What financial support is available to graduate students? Ph.D. students receive a Teaching Assistantship (T.A.) for a period of five years. There is no guaranteed support for M.A. students, although T.A. positions may sometimes be available for "graders", and faculty advisors may support either Ph.D. or M.A. students from research grant funds. University policy DOES NOT currently prohibit a student from securing outside employment while in the graduate program, however, such employment usually must be after 5:00 PM because of the graduate course schedules.

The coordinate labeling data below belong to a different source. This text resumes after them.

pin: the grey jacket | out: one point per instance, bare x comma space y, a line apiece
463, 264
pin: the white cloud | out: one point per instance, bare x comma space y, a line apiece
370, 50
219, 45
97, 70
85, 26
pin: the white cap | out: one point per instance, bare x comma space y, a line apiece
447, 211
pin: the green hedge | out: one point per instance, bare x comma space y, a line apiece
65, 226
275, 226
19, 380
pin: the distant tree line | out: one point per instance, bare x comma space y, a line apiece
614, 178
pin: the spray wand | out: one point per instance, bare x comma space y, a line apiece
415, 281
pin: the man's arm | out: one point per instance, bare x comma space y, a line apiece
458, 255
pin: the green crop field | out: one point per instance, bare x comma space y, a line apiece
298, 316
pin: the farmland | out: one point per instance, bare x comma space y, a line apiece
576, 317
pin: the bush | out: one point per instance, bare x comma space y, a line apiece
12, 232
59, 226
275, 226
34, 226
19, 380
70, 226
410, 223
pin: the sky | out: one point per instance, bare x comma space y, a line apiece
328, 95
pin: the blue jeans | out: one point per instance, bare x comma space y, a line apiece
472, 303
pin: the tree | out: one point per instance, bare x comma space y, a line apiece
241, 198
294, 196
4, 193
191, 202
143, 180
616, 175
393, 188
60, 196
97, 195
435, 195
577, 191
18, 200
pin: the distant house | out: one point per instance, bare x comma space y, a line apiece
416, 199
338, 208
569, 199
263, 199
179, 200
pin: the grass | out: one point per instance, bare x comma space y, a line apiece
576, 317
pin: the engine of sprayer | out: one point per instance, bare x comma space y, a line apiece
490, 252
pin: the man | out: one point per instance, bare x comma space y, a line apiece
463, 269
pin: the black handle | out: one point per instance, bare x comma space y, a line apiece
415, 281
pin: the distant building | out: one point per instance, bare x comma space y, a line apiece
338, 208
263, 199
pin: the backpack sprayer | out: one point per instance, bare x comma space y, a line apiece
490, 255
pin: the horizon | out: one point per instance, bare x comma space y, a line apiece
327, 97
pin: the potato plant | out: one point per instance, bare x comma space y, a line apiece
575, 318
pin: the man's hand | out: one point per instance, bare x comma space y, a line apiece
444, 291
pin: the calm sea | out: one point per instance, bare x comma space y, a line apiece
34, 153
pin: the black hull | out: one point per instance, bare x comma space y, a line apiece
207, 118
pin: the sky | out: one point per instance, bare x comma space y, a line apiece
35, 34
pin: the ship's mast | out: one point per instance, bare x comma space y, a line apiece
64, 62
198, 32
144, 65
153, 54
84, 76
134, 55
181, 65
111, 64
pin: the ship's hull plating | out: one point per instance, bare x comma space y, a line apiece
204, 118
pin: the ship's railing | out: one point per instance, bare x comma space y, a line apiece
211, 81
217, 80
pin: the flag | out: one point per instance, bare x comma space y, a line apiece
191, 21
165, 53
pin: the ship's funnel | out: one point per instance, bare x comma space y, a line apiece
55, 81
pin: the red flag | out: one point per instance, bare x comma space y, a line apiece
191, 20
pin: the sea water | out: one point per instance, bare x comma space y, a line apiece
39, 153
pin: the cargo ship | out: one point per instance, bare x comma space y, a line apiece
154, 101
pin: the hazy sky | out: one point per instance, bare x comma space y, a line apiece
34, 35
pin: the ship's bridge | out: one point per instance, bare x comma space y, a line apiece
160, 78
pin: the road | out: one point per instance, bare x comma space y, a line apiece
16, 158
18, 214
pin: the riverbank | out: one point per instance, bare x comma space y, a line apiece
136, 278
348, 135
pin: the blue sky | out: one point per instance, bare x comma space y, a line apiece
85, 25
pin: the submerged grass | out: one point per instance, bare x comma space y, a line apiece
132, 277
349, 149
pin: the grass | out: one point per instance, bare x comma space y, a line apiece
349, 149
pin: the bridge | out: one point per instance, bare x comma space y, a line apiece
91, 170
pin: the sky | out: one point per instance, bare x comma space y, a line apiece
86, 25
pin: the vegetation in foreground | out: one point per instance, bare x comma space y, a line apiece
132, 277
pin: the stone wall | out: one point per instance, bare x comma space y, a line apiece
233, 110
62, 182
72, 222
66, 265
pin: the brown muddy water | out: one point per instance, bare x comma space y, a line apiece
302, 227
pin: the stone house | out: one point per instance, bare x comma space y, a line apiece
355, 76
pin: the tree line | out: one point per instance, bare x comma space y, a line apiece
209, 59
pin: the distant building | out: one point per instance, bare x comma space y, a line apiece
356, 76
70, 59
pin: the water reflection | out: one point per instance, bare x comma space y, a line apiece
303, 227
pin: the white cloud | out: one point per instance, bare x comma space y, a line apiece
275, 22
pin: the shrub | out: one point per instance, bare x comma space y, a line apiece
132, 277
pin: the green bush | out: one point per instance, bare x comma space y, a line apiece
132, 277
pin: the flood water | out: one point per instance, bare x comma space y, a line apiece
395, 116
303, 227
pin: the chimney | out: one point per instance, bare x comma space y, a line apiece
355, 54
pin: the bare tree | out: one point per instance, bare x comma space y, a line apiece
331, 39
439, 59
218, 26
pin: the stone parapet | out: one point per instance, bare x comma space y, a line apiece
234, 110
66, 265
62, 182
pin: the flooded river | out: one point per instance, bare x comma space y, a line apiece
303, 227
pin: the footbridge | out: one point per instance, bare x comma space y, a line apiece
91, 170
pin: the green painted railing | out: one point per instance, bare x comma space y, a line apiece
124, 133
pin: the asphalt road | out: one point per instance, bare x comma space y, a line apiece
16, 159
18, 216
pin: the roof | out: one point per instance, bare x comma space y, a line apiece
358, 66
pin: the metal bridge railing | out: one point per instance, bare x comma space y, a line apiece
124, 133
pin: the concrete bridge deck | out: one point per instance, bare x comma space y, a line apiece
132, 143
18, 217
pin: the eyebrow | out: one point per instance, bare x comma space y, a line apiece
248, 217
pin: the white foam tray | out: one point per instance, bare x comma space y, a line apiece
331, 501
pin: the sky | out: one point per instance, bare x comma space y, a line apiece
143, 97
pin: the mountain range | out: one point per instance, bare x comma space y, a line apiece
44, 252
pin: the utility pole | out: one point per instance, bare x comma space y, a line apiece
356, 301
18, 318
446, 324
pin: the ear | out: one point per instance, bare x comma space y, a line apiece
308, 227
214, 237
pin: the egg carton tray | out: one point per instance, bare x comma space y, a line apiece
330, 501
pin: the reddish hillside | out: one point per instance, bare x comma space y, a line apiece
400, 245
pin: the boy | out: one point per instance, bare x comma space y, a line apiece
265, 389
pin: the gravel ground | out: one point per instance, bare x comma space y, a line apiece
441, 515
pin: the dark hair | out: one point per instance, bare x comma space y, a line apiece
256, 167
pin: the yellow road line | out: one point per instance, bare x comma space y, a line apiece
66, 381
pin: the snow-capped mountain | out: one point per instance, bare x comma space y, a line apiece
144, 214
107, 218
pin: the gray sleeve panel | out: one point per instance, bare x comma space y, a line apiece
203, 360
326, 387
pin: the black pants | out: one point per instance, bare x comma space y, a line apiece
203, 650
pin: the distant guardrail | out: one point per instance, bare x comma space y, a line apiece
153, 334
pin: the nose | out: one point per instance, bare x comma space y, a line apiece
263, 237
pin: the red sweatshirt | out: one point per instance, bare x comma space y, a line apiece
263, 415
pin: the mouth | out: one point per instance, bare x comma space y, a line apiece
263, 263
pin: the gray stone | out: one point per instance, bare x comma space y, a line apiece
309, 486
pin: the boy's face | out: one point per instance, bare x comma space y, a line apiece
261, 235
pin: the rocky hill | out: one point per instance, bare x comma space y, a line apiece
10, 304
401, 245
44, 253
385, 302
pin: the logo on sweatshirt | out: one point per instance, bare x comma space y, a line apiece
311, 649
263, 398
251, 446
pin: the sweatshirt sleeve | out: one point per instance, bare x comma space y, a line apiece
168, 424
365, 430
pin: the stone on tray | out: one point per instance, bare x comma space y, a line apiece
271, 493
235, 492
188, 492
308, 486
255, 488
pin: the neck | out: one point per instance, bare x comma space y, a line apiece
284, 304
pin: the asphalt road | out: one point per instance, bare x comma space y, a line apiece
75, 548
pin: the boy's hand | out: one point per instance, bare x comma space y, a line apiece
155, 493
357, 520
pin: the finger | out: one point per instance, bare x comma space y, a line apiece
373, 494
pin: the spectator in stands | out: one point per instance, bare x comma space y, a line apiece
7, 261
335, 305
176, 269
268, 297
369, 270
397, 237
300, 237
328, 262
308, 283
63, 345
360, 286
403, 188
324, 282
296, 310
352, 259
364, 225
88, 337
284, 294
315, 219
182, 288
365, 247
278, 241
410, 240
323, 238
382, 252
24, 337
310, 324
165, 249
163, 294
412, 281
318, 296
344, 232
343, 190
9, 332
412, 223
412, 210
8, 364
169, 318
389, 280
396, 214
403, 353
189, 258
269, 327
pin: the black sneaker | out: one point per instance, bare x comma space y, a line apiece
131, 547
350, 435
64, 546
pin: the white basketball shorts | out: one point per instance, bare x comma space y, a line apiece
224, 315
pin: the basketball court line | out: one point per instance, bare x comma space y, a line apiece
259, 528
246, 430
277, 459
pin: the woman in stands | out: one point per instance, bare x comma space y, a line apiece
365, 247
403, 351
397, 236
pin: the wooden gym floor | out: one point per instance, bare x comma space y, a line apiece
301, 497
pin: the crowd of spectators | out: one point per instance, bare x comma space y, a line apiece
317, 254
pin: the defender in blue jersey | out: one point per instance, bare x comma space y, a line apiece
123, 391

How many students are admitted into your program per year? In actuality, the amount of T.A. funds provided by the State of Florida to our department for T.A. positions strictly determines how many new Ph.D. students will be admitted in any given year. Also, as Ph.D. students graduate, this creates new training positions within the constraints of T.A. funding requirements and faculty availability. In recent years we have usually admitted between 3 and 8 Ph.D. students per year. M.A. students are admitted according to the demands and capability of our faculty. Admission of M.A. students is not constrained by funding, but it is constrained by the availability of faculty members to train students. In recent years we have usually admitted between 4-6 M.A. students.
I received a letter indicating that I was not accepted in the Ph.D. problem because of the lack of T.A. funds. I do not require funding--Can I be admitted without funding? Not at the present time. We have had a long-standing departmental policy of admitting Ph.D. students at the level of state/university T.A. funding. We believe that admissions not supported by state/university funds will undermine the levels of financial support provided by the state/university.